Other experts consider the energy-saving campaign demanded by Habeck to be sensible but "not new in itself" - because it is difficult to force private consumers to save energy - except for the price, says Stefan Thomas, an energy expert at the Wuppertal Institute.

"We know from previous studies that people can reduce their consumption very quickly when prices are higher." The problem is that they are not yet aware of it because the bills will not come until next year.

»But if you heat and ventilate intelligently, you can easily save ten percent of your costs without freezing.«

800 energy advisors to 40 million households

According to the ministry's work plan, citizens are to be encouraged with "practical tips and advice to reduce their own energy consumption".

But there's a catch.

There has been a shortage of energy consultants for months.

During home visits, they explain how to best save money with small measures such as sealing windows or maintaining a thermal bath.

According to the consumer centers, there are long waiting times, there are probably only 800 energy consultants in Germany - after all, around 40 million households.

Since the campaign is scheduled to start in June, it remains to be clarified where new consultants are to come from so quickly.

»There is a lack of good specialists and something has to happen first with their training«, says Thomas.

Even the medium-term measures are not enough for him.

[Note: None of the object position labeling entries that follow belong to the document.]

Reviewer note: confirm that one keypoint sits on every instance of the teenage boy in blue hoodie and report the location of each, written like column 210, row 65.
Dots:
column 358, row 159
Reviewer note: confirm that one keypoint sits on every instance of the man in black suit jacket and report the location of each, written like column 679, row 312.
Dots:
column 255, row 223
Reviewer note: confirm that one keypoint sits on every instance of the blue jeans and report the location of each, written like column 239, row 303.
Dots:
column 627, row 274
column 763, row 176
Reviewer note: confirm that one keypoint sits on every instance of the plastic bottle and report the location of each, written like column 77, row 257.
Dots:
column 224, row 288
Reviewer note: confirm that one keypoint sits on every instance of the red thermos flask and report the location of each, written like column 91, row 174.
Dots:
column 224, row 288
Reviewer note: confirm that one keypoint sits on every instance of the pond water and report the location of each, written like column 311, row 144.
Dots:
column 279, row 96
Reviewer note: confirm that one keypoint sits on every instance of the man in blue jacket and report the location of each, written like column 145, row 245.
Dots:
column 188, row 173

A study by the Wuppertal Institute has shown that for Habeck's 65 percent target for renewable heating from 2024, at least 700,000 to 800,000 heat pumps per year would have to be built - almost half more than planned.

A more ambitious offensive is needed, not only when it comes to replacing heating systems and insulating, but also in the housing situation in general.

»One-family houses could become two-family houses, because far too large areas are still being heated unnecessarily and at the same time there is a shortage of housing.«

While exact figures are now being given for the purchase of liquid gas, it is unclear how many cubic meters of gas are to be saved by Habeck's work plan for energy efficiency.

However, such an estimate or target would be helpful if the government really intends to import as little expensive LNG as possible.

While this is easier in the short term, it is certainly far more expensive for the taxpayer in the long term.

Because in 20 years, industry and households will have to be climate-neutral anyway.